The freedom period is reckoned based on the original five-year term of the CBA.
While the parties may agree to extend the CBA’s original five-year term together with all other
CBA provisions, any such amendment or term in excess of five years will not carry with it a
change in the union’s exclusive collective bargaining status. By express provision of the
above-quoted Article 253-A, the exclusive bargaining status cannot go beyond five years and
the representation status is a legal matter not for the workplace parties to agree upon.
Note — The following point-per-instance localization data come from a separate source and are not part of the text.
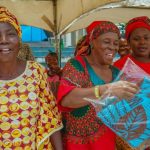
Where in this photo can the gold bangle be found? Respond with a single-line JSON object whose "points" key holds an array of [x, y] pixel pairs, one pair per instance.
{"points": [[96, 91]]}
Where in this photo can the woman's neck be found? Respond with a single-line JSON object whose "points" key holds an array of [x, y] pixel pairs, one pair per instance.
{"points": [[141, 59], [96, 62]]}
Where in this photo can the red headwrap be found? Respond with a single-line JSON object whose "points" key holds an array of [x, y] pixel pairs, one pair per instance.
{"points": [[138, 22], [94, 30], [6, 16]]}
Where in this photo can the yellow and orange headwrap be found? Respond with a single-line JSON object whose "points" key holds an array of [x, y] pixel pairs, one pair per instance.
{"points": [[6, 16]]}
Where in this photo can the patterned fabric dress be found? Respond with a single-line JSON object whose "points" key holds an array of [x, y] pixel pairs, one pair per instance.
{"points": [[83, 130], [120, 63], [145, 66], [28, 113]]}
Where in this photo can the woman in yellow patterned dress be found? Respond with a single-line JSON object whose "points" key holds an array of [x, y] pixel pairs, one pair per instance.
{"points": [[28, 113]]}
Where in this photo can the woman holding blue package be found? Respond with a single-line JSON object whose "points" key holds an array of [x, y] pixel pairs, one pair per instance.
{"points": [[89, 75]]}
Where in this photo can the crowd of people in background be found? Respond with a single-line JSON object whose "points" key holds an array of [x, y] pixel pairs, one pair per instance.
{"points": [[43, 108]]}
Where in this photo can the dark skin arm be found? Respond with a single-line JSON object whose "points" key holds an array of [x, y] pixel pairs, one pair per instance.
{"points": [[56, 140], [75, 99]]}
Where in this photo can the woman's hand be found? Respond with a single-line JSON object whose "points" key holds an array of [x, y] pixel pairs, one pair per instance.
{"points": [[122, 89]]}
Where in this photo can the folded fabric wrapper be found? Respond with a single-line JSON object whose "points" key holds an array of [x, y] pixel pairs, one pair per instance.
{"points": [[130, 119]]}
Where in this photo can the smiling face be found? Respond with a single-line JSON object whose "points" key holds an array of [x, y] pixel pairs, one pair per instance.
{"points": [[9, 43], [105, 47], [140, 42]]}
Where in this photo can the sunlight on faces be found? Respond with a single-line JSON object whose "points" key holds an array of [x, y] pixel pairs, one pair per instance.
{"points": [[9, 42], [140, 42], [105, 47]]}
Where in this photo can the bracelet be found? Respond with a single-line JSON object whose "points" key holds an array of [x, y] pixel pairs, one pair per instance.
{"points": [[96, 91]]}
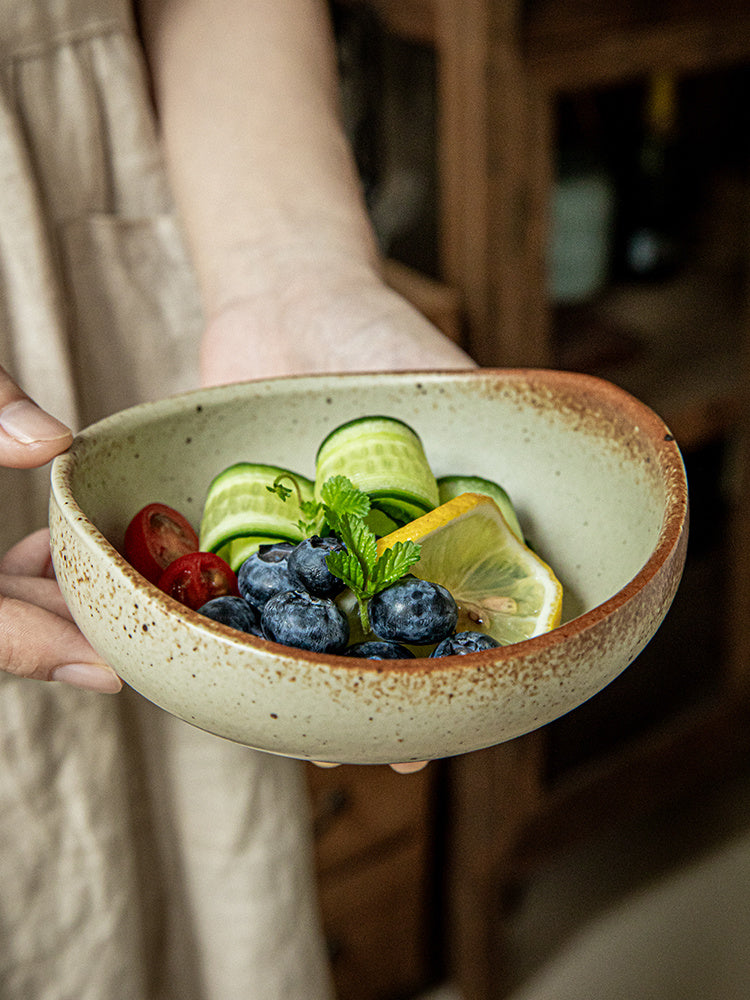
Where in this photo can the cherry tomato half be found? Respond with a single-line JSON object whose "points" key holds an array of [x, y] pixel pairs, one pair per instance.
{"points": [[155, 537], [197, 577]]}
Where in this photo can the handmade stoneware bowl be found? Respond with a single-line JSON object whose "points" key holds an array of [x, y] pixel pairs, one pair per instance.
{"points": [[600, 491]]}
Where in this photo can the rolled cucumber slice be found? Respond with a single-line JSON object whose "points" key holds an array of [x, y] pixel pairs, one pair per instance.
{"points": [[239, 505], [236, 551], [382, 456], [453, 486]]}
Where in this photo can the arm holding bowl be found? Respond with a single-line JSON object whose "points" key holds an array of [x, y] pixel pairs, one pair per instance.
{"points": [[267, 191]]}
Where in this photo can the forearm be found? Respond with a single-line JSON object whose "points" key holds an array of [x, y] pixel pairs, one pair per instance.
{"points": [[261, 170]]}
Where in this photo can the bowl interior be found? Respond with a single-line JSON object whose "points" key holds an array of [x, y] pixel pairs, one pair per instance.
{"points": [[588, 469]]}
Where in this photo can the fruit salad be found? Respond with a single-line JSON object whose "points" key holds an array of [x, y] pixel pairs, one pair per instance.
{"points": [[375, 558]]}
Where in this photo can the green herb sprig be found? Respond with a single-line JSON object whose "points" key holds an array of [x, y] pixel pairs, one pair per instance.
{"points": [[344, 507]]}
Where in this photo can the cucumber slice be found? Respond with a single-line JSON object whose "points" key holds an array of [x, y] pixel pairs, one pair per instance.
{"points": [[453, 486], [381, 455], [239, 505]]}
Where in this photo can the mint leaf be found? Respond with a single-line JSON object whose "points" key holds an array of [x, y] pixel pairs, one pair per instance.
{"points": [[341, 497], [348, 568], [392, 565]]}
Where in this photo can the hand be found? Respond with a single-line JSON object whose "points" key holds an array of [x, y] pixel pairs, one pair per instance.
{"points": [[305, 322], [38, 638]]}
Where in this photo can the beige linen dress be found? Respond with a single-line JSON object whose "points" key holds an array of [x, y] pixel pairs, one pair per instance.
{"points": [[140, 859]]}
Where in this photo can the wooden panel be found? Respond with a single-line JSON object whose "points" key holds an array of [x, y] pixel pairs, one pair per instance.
{"points": [[495, 163], [363, 810], [413, 20], [376, 920], [572, 46]]}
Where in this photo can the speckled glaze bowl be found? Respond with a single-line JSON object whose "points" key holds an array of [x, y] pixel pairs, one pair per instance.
{"points": [[600, 490]]}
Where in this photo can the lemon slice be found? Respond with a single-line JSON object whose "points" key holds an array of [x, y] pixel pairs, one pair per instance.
{"points": [[500, 585]]}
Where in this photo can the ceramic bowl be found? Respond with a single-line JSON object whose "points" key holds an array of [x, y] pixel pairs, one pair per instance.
{"points": [[600, 490]]}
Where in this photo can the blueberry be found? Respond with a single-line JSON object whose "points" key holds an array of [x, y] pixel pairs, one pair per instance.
{"points": [[379, 650], [414, 611], [265, 573], [296, 618], [234, 612], [308, 570], [463, 643]]}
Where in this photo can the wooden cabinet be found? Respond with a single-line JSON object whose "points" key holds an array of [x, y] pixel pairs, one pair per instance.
{"points": [[376, 863], [501, 68]]}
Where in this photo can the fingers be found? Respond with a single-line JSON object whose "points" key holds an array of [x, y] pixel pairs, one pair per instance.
{"points": [[37, 643], [29, 436], [410, 767], [30, 557]]}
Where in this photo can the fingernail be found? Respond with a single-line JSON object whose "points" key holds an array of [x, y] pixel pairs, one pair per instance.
{"points": [[91, 676], [26, 423]]}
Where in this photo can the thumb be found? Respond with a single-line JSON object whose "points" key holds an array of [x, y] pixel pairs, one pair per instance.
{"points": [[29, 436]]}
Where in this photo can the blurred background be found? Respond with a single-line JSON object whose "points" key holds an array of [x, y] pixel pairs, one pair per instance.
{"points": [[567, 184]]}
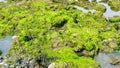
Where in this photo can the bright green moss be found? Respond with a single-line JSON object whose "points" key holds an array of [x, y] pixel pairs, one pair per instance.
{"points": [[54, 29], [0, 52]]}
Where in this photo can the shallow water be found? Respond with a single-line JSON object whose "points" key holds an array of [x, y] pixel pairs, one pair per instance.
{"points": [[5, 44], [106, 59]]}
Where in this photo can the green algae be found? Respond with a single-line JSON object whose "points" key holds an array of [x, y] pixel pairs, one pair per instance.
{"points": [[114, 4], [55, 29], [0, 52]]}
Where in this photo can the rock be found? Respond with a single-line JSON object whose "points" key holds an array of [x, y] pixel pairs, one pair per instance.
{"points": [[15, 37], [111, 42], [76, 49], [52, 65], [107, 49], [116, 61]]}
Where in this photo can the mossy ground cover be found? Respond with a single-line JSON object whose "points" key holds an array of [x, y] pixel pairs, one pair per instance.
{"points": [[54, 30], [114, 4]]}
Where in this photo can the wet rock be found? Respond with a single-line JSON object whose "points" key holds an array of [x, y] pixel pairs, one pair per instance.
{"points": [[76, 49], [111, 42], [52, 65], [15, 37], [116, 61], [107, 49]]}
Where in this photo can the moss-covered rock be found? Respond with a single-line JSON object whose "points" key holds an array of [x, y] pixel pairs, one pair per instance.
{"points": [[49, 31], [114, 4], [0, 52]]}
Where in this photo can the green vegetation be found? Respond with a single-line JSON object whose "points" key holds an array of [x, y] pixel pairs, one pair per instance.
{"points": [[0, 52], [114, 19], [54, 30], [114, 4]]}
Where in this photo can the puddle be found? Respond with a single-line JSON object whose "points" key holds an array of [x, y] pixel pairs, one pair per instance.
{"points": [[5, 44], [106, 59]]}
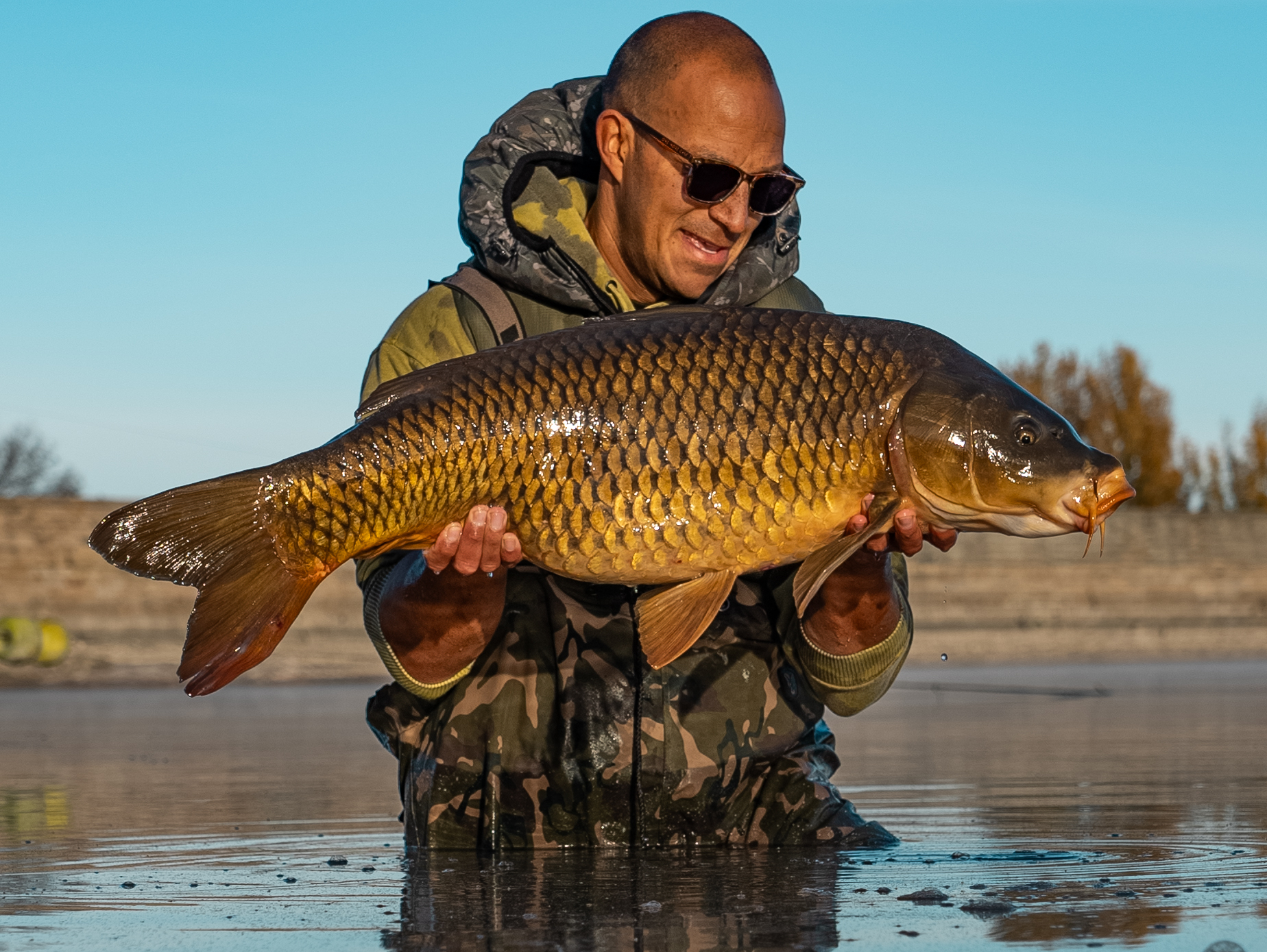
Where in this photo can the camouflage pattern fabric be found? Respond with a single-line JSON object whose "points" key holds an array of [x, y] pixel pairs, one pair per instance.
{"points": [[554, 131], [562, 736]]}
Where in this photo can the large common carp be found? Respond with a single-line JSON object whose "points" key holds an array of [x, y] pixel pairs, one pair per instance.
{"points": [[675, 448]]}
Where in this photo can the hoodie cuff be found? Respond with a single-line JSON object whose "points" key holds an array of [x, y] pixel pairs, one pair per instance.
{"points": [[427, 692], [857, 671]]}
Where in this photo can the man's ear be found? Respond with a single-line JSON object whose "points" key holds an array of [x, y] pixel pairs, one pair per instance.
{"points": [[615, 134]]}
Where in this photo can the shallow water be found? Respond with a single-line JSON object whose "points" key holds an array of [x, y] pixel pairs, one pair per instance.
{"points": [[1124, 808]]}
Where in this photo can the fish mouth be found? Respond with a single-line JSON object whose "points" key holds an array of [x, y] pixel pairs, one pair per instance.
{"points": [[1095, 500]]}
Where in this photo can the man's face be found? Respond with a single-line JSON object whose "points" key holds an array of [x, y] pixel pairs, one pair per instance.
{"points": [[675, 246]]}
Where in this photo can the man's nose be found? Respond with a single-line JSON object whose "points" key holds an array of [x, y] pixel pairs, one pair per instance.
{"points": [[732, 215]]}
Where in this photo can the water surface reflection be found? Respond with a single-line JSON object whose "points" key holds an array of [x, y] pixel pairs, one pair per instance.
{"points": [[140, 819]]}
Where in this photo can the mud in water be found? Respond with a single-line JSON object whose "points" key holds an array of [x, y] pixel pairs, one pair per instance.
{"points": [[1076, 807]]}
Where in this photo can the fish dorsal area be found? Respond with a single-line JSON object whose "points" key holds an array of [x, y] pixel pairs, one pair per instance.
{"points": [[659, 448]]}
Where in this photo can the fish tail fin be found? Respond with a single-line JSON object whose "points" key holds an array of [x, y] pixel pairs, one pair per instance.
{"points": [[209, 535]]}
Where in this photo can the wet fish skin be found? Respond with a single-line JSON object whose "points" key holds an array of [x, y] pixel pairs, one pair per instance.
{"points": [[642, 451], [683, 445]]}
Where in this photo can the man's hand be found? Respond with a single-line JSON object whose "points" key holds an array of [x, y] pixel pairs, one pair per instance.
{"points": [[908, 535], [857, 608], [440, 608]]}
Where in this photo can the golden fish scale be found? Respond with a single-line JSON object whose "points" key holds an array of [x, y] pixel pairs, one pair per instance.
{"points": [[636, 451]]}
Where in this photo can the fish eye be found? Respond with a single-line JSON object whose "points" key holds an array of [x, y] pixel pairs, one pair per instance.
{"points": [[1026, 432]]}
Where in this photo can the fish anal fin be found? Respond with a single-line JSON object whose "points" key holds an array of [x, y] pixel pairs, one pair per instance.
{"points": [[671, 620], [815, 570], [239, 620], [212, 536]]}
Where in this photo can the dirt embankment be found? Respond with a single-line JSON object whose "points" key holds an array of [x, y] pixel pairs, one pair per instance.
{"points": [[1170, 585]]}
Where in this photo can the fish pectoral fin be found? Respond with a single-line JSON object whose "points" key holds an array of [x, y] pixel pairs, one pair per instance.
{"points": [[815, 570], [671, 620]]}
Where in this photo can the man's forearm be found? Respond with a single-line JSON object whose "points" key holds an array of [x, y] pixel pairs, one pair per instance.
{"points": [[437, 626], [857, 608]]}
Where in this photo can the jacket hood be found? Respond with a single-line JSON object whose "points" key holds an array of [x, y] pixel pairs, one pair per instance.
{"points": [[527, 185]]}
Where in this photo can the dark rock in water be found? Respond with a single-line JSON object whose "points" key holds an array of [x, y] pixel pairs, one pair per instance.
{"points": [[987, 908], [926, 895]]}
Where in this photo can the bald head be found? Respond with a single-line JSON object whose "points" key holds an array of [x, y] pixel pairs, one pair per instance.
{"points": [[658, 51], [708, 90]]}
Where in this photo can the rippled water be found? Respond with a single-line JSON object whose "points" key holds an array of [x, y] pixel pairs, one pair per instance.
{"points": [[1124, 808]]}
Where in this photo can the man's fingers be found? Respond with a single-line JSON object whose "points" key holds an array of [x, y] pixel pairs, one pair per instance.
{"points": [[491, 552], [472, 545], [442, 554], [512, 552]]}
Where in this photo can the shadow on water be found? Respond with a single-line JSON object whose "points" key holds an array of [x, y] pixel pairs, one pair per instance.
{"points": [[265, 818]]}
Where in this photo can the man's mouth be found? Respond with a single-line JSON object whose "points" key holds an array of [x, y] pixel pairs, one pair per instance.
{"points": [[703, 249]]}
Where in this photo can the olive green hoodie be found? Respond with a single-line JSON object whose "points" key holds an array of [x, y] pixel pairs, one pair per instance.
{"points": [[559, 733]]}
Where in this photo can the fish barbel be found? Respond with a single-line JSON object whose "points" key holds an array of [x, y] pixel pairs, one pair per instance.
{"points": [[678, 447]]}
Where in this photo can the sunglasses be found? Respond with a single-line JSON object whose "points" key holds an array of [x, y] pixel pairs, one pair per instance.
{"points": [[711, 182]]}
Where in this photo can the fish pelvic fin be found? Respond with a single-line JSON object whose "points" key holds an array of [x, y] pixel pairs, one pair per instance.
{"points": [[672, 618], [210, 536], [815, 570]]}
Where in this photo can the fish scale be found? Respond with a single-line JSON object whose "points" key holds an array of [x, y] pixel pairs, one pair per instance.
{"points": [[682, 445], [642, 451]]}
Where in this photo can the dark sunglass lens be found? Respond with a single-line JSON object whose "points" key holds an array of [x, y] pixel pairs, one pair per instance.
{"points": [[771, 194], [712, 182]]}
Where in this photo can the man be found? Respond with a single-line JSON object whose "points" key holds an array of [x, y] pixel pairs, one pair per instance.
{"points": [[524, 713]]}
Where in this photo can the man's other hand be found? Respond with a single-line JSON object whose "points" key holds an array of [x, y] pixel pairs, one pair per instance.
{"points": [[908, 535], [479, 545], [442, 608]]}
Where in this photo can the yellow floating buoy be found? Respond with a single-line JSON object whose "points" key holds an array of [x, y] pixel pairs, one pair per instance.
{"points": [[52, 644], [25, 641]]}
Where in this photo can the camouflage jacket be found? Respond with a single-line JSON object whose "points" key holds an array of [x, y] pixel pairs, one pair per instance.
{"points": [[559, 733]]}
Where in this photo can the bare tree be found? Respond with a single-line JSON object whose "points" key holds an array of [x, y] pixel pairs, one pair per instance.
{"points": [[29, 467]]}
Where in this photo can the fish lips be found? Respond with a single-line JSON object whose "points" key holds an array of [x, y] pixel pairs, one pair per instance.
{"points": [[1095, 500]]}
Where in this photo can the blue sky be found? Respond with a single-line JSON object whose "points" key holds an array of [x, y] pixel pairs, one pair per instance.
{"points": [[210, 212]]}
In the event however, that the parties, by mutual agreement, enter into a renegotiated contract
with a term of three (3) years or one which does not coincide with the said five-year term and
said agreement is ratified by majority of the members in the bargaining unit, the subject
contract is valid and legal and therefore, binds the contracting parties. The same will however
not adversely affect the right of another union to challenge the majority status of the
incumbent bargaining agent within sixty (60) days before the lapse of the original five (5) year
term of the CBA.

San Miguel Corp Employees Union-PTGWO v Confesor

GR 111262
FACTS:

Petitioner-union San Miguel Corporation Employees Union — PTGWO entered into a Collective
Bargaining Agreement (CBA) with private respondent San Miguel Corporation (SMC) to take effect
upon the expiration of the previous CBA or on June 30, 1989. In August 1991, SMC management
undergo a restructuring. Magnolia and Feeds and Livestock Division were spun-off and became two
separate and distinct corporations: Magnolia Corporation (Magnolia) and San Miguel Foods, Inc.
(SMFI). Notwithstanding the spin-offs, the CBA remained in force and effect

After the expiration of the old CBA the petitioner and SMC entered into renegotiation to produce a new
CBA. The petitioner-union insisted that the bargaining unit of SMC should still include the employees of
the spun-off corporations: Magnolia and SMFI; and that the renegotiated terms of the CBA shall be
effective only for the remaining period of two years or until June 30, 1994. SMC, on the other hand,
contended that the members/employees who had moved to Magnolia and SMFI, automatically ceased
to be part of the bargaining unit at the SMC. Furthermore, the CBA should be effective for three years
in accordance with Art. 253-A of the Labor Code.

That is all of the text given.